The above is from Good Boss, Bad Boss. It’s a quote by anthropologists that study group dynamics among chimpanzees, gorillas, and baboons. These species are unique in that they have a set power structure. They have alpha males and leaders among their ranks.

Anthropologists studying these groups noticed something unique:

Studies of baboon troops show that a typical member glances at the alpha male every twenty or thirty seconds.

Followers revere the leader of their group, assembling cues on how they should think, feel, and act. Psychologist Susan Fiske elaborates on why this might be the case:

In an effort to predict and possibly influence what is going to happen to them, people gather information about those with power.

This makes sense. If someone has even a small stake in your future, it’s in your best interest to understand how they think and respond in specific situations.

This wouldn’t be a problem if leaders were always conscious it was happening and acted accordingly. But, that’s not always the case. There’s plenty of evidence that power warps the awareness, thoughts, and attitudes of those that have it*.

The overarching themes are laid out in Good Boss, Bad Boss. Leaders tend to:

  1. become more focused on their own needs and wants
  2. become less focused on others’ needs, wants, and actions
  3. act as if written and unwritten rules others are expected to follow don’t apply to them

The “toxic tandem” is this: Leaders are under intense scrutiny from those around them yet their position often results in self-serving behavior.

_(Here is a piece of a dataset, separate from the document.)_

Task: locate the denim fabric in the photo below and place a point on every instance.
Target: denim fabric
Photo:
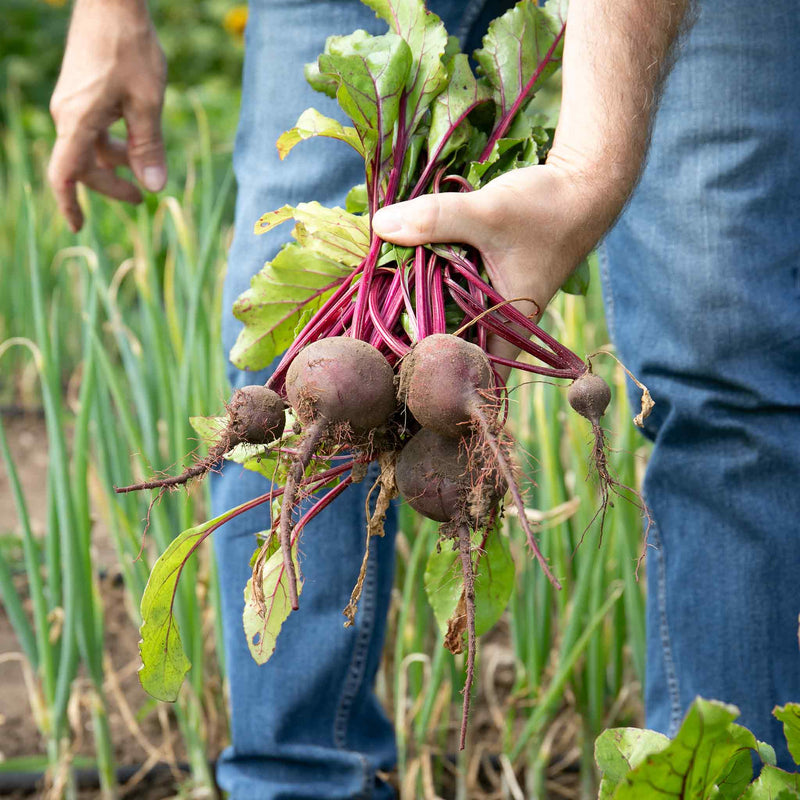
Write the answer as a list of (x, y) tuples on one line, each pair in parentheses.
[(306, 724), (702, 285)]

So, what should we do about it? Five ideas:

  1. Mind the little things because they make a big difference. Be aware that your reactions and words are studied closely.
  2. Find a canary. Your canary is a close confidant that will call you out when you’re acting like a self-serving prick. They’ll give you the honest answers when you need them. Canaries provide useful “gut checks” when you’re unsure how to proceed.
  3. Make concerted efforts to close the gap. The “gap” in this case is between your role and the roles of those you lead. Do this through shadowing, regular one on ones, and jumping in the weeds yourself when necessary.
  4. Build in a habit of reflection. Create a scorecard to represent the model team member. Then, hold yourself to that standard and grade yourself each week. Better yet, do it in public. Try to close the gap more and more each week.
  5. Balance performance and humanity. Performance examines whether team members are delivering results that meet or exceed expectations. Humanity looks at the more personal aspects of that work (i.e. Is this work bringing happiness and fulfillment?). Assholes focus on the former and care little about the latter.

*For two studies in particular, you can check out the Stanford Prison experiment and the Cookie Monster study (my personal fave).